A Carhaix, dans le Finistère, les spéculations vont bon train sur l’avenir de l’usine de poudre de lait infantile quasi flambant neuve. Considérée comme l’une des plus grandes d’Europe, avec ses deux tours de séchage de 50 mètres, elle est la propriété de Synutra. Mais le drapeau de la République populaire de Chine flottera-t-il encore longtemps sur son fronton ? Pas sûr. Le partenaire de l’entreprise chinoise, la coopérative Sodiaal, négocie en effet une reprise de l’outil, en tout ou partie. Des discussions confirmées par un sociétaire de ladite coopérative.
Il reconnaît que les résultats du partenariat conclu entre Sodiaal et Synutra ne sont pas à la hauteur des attentes. Signé en septembre 2012, cet accord disposait que le chinois allait investir 90 millions d’euros dans la construction d’une usine de poudre de lait infantile à Carhaix.

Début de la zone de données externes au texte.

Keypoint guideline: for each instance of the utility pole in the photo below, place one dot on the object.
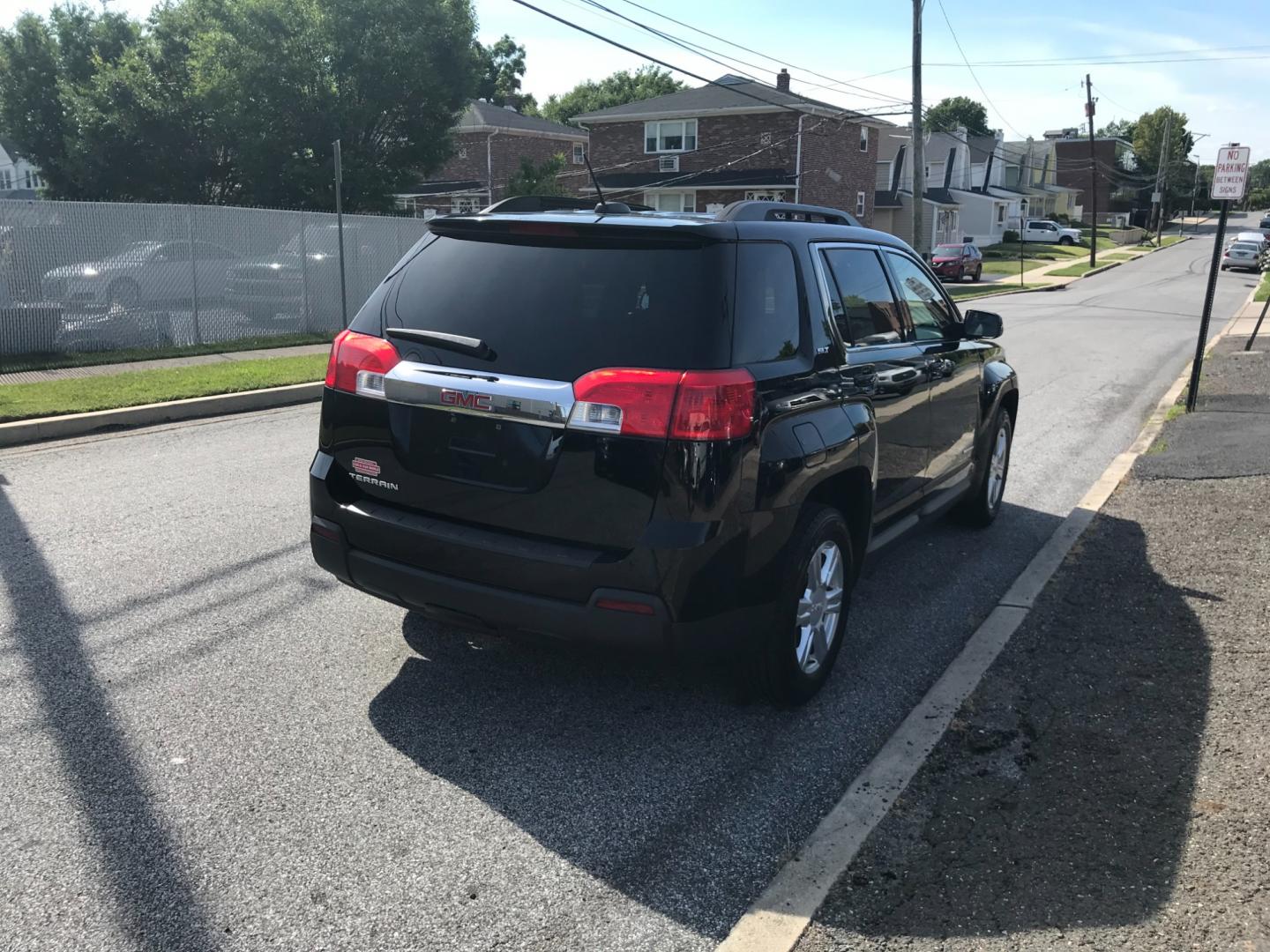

De son côté, la première coopérative laitière française s’engageait à livrer 288 millions de litres de lait par an. Un volume fixe mais à un prix variable, indexé sur celui du marché intérieur français avec une ristourne de 10 à 20 euros la tonne, selon les producteurs (en 2017, Sodiaal a versé en moyenne 320 euros par tonne aux éleveurs). Elle devait aussi livrer de la poudre de lactosérum déminéralisé. Pour cette dernière production, qui entre dans la composition des poudres de lait infantile, Sodiaal lançait la construction d’une nouvelle unité à Carhaix.
Lors de l’inauguration de l’usine par Synutra, en septembre 2016, au moment où elle obtient son agrément pour l’exportation des poudres infantiles en Chine, le montant de l’investissement passe finalement à… 170 millions d’euros. Et le scénario ne se…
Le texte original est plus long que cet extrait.